Yuki juga merasakan hal yang sama, dan dia hampir tertidur tapi tiba-tiba dia merasakan sesuatu berdenyut di dalam perutnya dan menghentikan efek tidur dari sihir ini... Namun, itu tidak menghentikan efek penyembuhan dan sakit punggung Yuki mulai pulih, dan segera setelah itu , sakitnya hilang sama sekali.
Namun, dia menyadari bahwa vitalitasnya tidak berubah 'Tampaknya, menyembuhkan jenis kerusakan yang begitu mendalam seperti melemahnya organ dan sistem kekebalan tubuh tidak sama dengan menyembuhkan patah tulang atau luka biasa…' pikir Yuki perasaan Sayang sekali mantra dari Maou ini tidak menyembuhkannya.

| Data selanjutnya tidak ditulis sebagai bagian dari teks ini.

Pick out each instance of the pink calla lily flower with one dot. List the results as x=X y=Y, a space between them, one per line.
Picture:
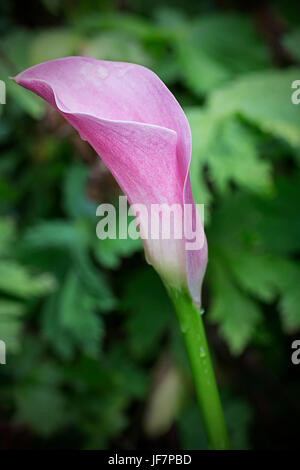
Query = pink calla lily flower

Dan segera setelah itu, puing-puing di sekitarnya mulai dibersihkan dan dia melihat sekilas sosok Maou yang sangat besar di kedai kopi yang hancur, dan di saat yang sama, Maou dan Emilia juga memperhatikan dia membawa ekspresi lega di wajah Emilia saat dia memanggilnya dengan cepat. "Yuki! Apa kau baik-baik saja" tidak menyadari bahwa dia seharusnya tertidur karena mantra Maou…
Tapi apa yang lolos dari pikiran pahlawan yang tidak bersalah tidak luput dari raja iblis ini karena matanya yang berwarna merah darah terkunci dengan mata hijau gelap jurang Yuki saat mereka saling menatap satu sama lain sebelum mereka memutuskan kontak pada saat yang sama memahami bahwa mereka adalah nanti di ajak ngobrol…
Yuki mulai mendekati mereka dan berkata dengan tatapan khawatir sambil melihat dahi Emilia yang memiliki bekas luka kecil, "Emi, kamu terluka? Apa kamu baik-baik saja?"
Melihat bagaimana dia mengkhawatirkannya membuat Emilia merasa senang, "Aku baik-baik saja, ini bukan apa-apa." Lalu dia melihat Maou menggendong Chiho dan mulai berjalan melewati mall bawah tanah sambil membersihkan puing-puing di sepanjang jalan untuk membuka jalan. Dan saat dia melakukannya, emosi Emilia menjadi semakin rumit terutama ketika dia melihat orang-orang disembuhkan 'Mengapa raja iblis menyelamatkan orang...? Apa yang sedang terjadi?'
Realitas sang pahlawan dijungkirbalikkan, dan ini hanya akan berlanjut ketika dia mengetahui bahwa dia dikhianati oleh orang yang sama yang dulu dia lawan bersama… rekannya sendiri dalam perang!